2.5in or 3.5in, SATA 60MB/sec read - 45MB/sec write, standard temp grade
16GB - $420
32GB - $710
64GB - $1680
128GB - $3250
256GB - $6840

 

Throckmorton

Lifer
Aug 23, 2007
16,829
3
0
Originally posted by: invidia
Originally posted by: randay
Originally posted by: Throckmorton
I want BIG solid state drives to make their way to computers and mp3 players. A hard drive is a bad thing, because you KNOW for a fact that eventually it will fail.

EVERYTHING eventually fails. SSD is not an exception.

We are no where near the point where scientists, engineers, and physicists can design a fail-safe, eternal hard drive.

Won't a flash hard drive last much longer or is the read/write limit a problem?
 

Xavier434

Lifer
Oct 14, 2002
10,373
1
0
In any case, this is probably the way of the future. It just needs 2-3 more years before I get involved with it for various reasons. Many of which have already been discussed in this thread.
 

LordSnailz

Diamond Member
Nov 2, 1999
4,821
0
0
Originally posted by: randay
Originally posted by: Chadder007
Originally posted by: randay
Consumer SSD is unreliable and slow. The performance advantage of SSD is access times, power consumption, and shock resistance. throughput is ass, which is really the only spec most of us will care about.

Industrial SSD is much better, but youre talking thousands of dollars for mediocre amounts of storage.

How is Consumer SSD unreliable then?
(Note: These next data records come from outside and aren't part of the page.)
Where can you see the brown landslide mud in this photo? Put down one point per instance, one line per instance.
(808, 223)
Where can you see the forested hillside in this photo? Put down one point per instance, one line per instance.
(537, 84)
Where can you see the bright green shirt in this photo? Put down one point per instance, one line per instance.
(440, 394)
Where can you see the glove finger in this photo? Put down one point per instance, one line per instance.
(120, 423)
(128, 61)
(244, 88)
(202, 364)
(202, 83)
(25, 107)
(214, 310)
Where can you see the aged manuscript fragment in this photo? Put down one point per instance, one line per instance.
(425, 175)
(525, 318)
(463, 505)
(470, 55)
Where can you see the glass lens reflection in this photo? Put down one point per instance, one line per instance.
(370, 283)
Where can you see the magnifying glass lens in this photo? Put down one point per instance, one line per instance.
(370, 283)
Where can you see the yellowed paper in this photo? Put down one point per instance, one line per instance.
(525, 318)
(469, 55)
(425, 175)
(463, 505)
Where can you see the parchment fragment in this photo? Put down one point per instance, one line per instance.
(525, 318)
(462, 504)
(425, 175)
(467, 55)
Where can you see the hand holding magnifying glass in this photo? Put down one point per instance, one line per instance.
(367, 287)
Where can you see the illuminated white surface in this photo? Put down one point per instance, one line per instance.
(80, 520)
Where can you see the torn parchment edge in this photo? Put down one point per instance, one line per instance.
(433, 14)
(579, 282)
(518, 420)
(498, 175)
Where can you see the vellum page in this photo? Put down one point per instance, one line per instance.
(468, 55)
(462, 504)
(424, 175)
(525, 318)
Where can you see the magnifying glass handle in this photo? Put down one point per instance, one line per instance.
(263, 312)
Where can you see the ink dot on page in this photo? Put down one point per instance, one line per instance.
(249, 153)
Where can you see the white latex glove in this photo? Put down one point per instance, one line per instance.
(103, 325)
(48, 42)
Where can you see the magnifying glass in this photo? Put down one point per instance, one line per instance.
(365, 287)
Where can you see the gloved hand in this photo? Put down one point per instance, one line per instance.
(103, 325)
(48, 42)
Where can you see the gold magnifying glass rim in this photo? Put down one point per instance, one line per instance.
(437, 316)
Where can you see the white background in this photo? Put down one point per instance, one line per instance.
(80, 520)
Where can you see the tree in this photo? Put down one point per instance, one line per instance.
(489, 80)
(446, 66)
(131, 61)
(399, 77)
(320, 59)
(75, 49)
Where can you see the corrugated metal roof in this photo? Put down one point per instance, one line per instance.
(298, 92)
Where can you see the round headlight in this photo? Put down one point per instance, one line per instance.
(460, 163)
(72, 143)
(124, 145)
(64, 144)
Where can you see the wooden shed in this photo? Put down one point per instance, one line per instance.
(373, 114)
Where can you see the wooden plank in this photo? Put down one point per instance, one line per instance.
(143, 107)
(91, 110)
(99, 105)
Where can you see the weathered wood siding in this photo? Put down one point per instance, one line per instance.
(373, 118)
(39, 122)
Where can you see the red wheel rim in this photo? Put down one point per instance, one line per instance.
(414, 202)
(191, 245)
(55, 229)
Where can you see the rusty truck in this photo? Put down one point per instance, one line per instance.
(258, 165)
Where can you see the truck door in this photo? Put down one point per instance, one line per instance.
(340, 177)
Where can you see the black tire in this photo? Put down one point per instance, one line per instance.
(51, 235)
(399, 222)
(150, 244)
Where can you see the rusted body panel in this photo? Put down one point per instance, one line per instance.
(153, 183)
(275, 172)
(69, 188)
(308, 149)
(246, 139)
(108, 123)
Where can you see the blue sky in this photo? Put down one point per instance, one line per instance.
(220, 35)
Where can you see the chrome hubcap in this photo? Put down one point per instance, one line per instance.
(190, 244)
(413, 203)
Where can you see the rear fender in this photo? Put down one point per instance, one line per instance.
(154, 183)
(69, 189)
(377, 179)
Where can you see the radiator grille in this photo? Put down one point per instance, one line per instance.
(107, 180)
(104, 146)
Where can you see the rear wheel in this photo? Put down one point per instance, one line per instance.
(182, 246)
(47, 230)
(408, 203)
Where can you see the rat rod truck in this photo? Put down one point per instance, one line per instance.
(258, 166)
I just know that its a tad slow with select drives.

build quality\maturity. I figure its because its these taiwanese memory companies trying to break into the consumer SSD market, the tech is just too new. I would wait a few more generations before even considering SSD for any of my personal computers/laptops.

What do you mean by quality, this are solid state drives, it's not like mag. drives where there's a higher chance of failure with movement, hence the excitement with solid state drives.

Maturity will give you larger drives and faster throughput time ... not sure I understand how you can say they're more unreliable just cause they're new.